There’s a logical fallacy called argumentum ad novitatem or the appeal to novelty, i.e. if something is new and clever it must be worthy of attention. It’s the fallacy that the mainstream media inevitability falls into when discussing bicycles. Witness an article in the LA Times, Going Beyond the Basic Bike, wherein we learned about the treadmill bike pictured above–a bargain at $2,011–the kids can use it in a science fair project to simulate inefficient energy transfer! But they’ll also have to bust out the Foucault and Baudrillard to explain how a simulation of running becomes a means of locomotion. [Update: a reader points out that the treadmill bike is a joke–kinda proves my point considering that the LA Times took it seriously.]
 

The article goes on to, I suspect, regurgitate a press release the Tribune Company received from the inventors of the StreetStrider, “Only $1,699” with “special financing available.” I bet the folks at Goldman Sachs are busy packaging that financing right now.

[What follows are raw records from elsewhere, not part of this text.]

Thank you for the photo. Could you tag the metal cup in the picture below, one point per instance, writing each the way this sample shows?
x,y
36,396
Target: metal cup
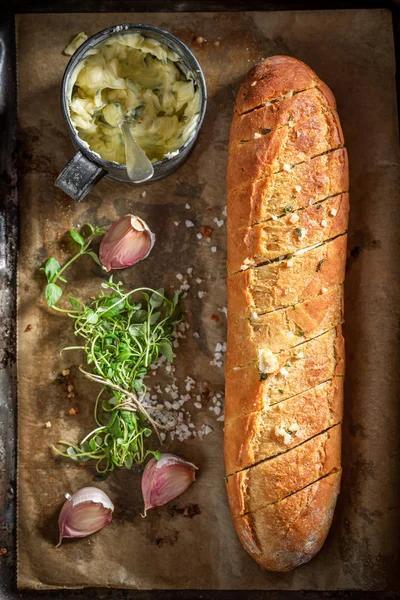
x,y
86,168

Then we have the RowBike, created by Scott Olson, “inventor of the Rollerblade,” the RowBike is yours for a cool $1,188.

Memo to the Times: I can guarantee that anyone foolish enough to buy any of these things will soon relegate them to the dusty rear of the garage along with other late night infomercial impulse purchases.Now, can we please, for once, have a review of a practical, inexpensive commuter bike in a mainstream publication? Even the bicycling magazines get caught in the novelty of $30,000 carbon fiber road bikes. Can we treat the bike reviews with the same level of seriousness and utility that we do cars and computer reviews? Can we drop all the other “green” argumentum ad novitatem, such as endless stories about vertical vegetable gardens and algae energy schemes while we’re at it?